What is being done to control the use of phthalates in household products?
As with BPA, there are few regulations on the use of phthalates at the government level. And, as always, the chemical industry insists these chemicals are harmless.
However, in July 2008, the U.S. Congress did pass legislation banning six phthalates from children’s toys, and cosmetics. Legislators in Washington, Vermont and California have restricted phthalate use in children’s goods. Several major retailers, including Wal-Mart, Toys-R-Us, Lego, Evenflo and Gerber say they will phase out phthalate-laden toys.
Your first steps in reducing your family’s exposure to phthalates.
The first thing you should do is try to reduce your children’s exposure to phthalates.
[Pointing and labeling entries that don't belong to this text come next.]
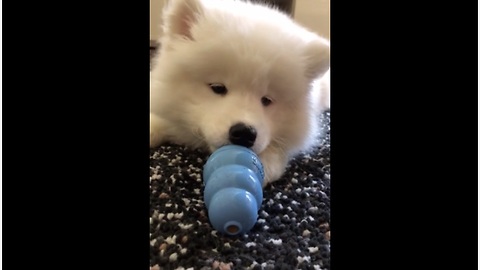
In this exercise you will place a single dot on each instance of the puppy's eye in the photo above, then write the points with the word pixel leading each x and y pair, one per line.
pixel 218 88
pixel 266 101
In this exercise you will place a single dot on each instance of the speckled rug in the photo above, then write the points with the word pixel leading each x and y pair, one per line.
pixel 292 231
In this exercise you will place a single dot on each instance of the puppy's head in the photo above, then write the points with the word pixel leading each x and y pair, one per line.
pixel 240 73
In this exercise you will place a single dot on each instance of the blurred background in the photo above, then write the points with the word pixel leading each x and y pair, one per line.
pixel 313 14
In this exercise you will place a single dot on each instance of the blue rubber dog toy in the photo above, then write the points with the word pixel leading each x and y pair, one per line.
pixel 233 177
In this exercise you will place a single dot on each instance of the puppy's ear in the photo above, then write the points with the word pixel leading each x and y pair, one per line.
pixel 179 16
pixel 317 57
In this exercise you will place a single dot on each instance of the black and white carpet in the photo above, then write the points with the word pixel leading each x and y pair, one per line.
pixel 292 231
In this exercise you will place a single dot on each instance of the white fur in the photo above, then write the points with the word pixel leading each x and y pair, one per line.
pixel 255 51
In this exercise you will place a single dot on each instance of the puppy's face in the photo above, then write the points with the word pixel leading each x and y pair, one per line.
pixel 239 78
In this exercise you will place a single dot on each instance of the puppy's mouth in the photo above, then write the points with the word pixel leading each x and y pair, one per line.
pixel 213 148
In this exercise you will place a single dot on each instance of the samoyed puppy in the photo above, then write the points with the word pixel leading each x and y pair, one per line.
pixel 235 72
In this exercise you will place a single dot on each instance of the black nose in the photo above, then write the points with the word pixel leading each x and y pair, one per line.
pixel 243 135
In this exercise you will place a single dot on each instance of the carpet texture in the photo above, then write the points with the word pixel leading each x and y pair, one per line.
pixel 292 231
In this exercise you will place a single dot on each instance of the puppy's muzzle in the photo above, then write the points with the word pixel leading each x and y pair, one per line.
pixel 243 135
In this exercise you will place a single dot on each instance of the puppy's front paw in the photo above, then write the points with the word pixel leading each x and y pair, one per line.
pixel 157 128
pixel 274 164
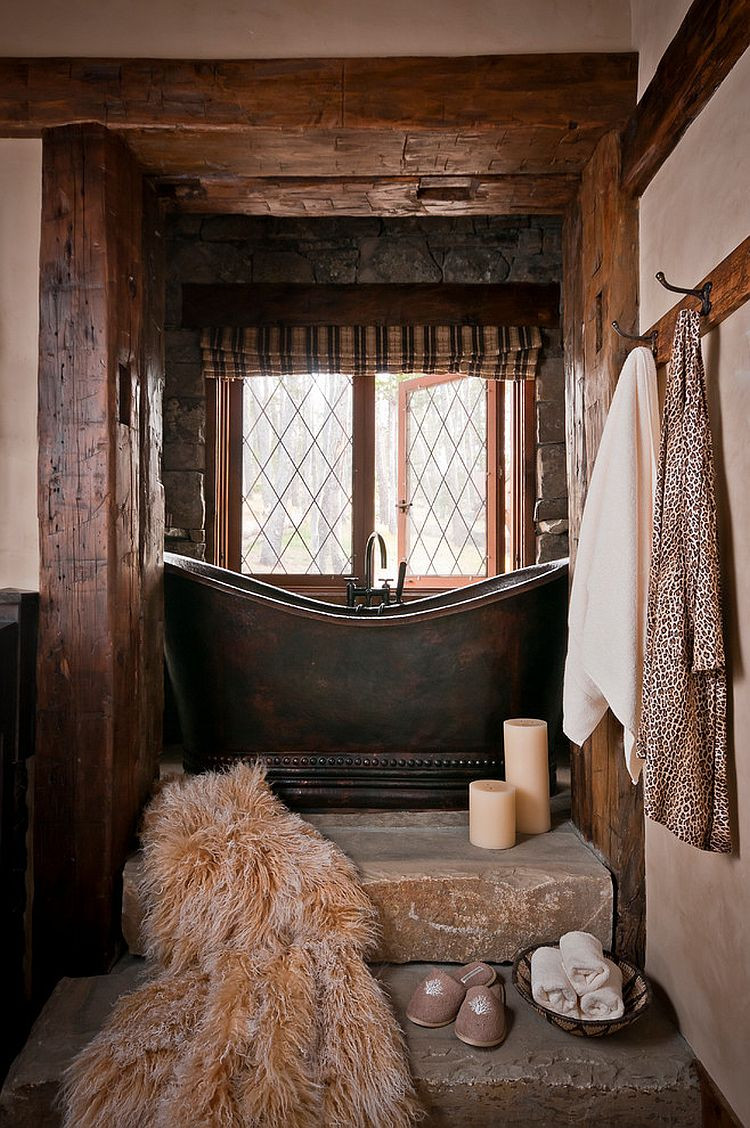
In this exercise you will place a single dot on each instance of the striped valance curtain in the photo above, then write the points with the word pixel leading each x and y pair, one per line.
pixel 496 352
Children are particularly vulnerable to endocrine disruption caused by these chemicals.
This means rooting through the toy box and trying to identify toys which are marked with the recycling number 3. Of course, most toys won’t have that number or the recycling symbols. But what you are looking for is toys made from PVC. These are the soft plastic toys. Soft balls, soft plastic dolls and so on.
Phthalates are also found in PVC shower curtains, and in a host of other products in your bathroom – like shampoos. Yes, phthalates is even found in some baby shampoos.